Photo by Southern Oregon University

With Oxford’s new Coronavirus Vaccine projected to be released by September the latest. There are only 49 cases in Jackson County, to which 38 have recovered, and the county has yet to record a death from this virus. How can students continue to remain safe, rational, and calm in this challenging time?

Businesses in rural areas with few or no COVID-19 cases are planning to reopen as of May 15th, Governor Brown says metropolitan areas will likely have to wait longer. Governor Brown has also split Oregon into respective regions to make transport of affected individuals easier between cities. Regions with more than five cases will not be able to reopen as of May 15th, but Governor Brown is working on her “Reopening Oregon” plan gradually.

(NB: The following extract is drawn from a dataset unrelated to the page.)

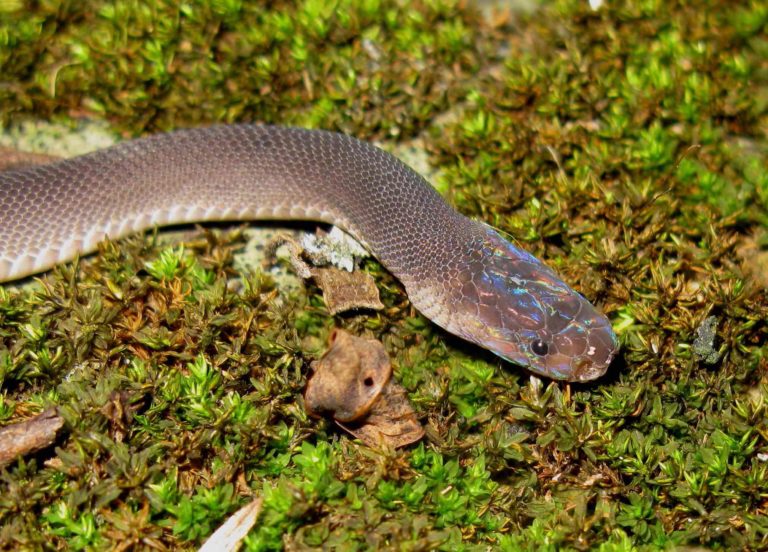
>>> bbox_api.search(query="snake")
[0,123,618,381]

A response report published by Jackson County Health and Human Services stated,”Jackson County has one of the lowest COVID-19 rates in Oregon.” The indication why is unclear, but it is apparent that the rural areas of Oregon are less affected by the virus.

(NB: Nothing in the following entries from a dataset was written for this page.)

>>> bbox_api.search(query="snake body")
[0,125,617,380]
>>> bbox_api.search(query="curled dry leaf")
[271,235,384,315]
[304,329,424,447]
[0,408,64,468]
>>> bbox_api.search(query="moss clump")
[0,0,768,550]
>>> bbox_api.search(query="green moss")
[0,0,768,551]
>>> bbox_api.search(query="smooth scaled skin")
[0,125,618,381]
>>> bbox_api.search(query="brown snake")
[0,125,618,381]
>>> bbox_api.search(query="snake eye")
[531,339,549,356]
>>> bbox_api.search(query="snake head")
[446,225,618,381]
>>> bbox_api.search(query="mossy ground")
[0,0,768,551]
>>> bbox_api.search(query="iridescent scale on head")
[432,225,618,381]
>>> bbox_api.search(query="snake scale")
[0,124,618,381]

The Oregon Health Authority did their best to explain why Jackson County has had such success in maintaining the spread of this virus.

“It is impossible to say why a particular community has more or less cases than another as there are any number of factors that can impact that. As we see in the modeling data, the Stay Home, Stay Alive efforts that included the guidelines on social distancing included in Governor Brown’s executive order have had the desired impact of flattening the curve. While Oregon has seen such success as a result of those efforts, we encourage Oregonians to continue to observe the physical distancing guidelines, stay home if they are ill, wash hands often with soap and water, don’t touch your face and wear masks when in public areas where there is likely to be other people. OHA has provided guidance and information on sanitation practices across all sectors in the state.”

When asked how OHA has dealt with the major remote shift, they replied, “The unprecedented effects of the COVID-19 pandemic have challenged the traditional delivery of services, including those provided by OHA.  In fact, all government sector and private sector services have been affected in dramatic fashion.” 

In an interview with Dr. Jim Shames, Medical Director at Jackson County Health and Human Services, he was asked why Jackson County might have an upper hand in maintaining the virus’s spread. He stated that we have adhered to all the social distancing rules and are “rural-enough to inhibit the virus from spreading”, and that we have “a strong Public Health Department.”

In response to the demographics of the virus, the virus does not discriminate when it comes to age. Dr. Shames stated that “we’re definitely seeing very sick young people; reduced risk is [a more] appropriate term,” instead of “not at risk”. “You want to avoid close contact with people not in your household. The way to do that is maintain an at least, six-foot distance when you’re indoors, wear facial covering…wash your hands frequently, and avoid touching your face,” Dr. Shames shared.

In response to whether it is advisable for university employees to be able to work physically at their job again, Dr. Shames stated, “The virus hasn’t changed, it’s the same virus we had in January, February, March, April, and it’s the same virus that were gonna be facing for quite sometime…The only thing that is going to change is the amount of virus that might be in our community…As soon as we start opening back up, and people start congregating in groups together, we can expect more cases.”

In this time of treading the waters, Dr. Shames stresses that we must continue to practice social distancing even as we resume work. It’s “not business as usual” as Shames put it, we must remain diligent and mindful of our health and others.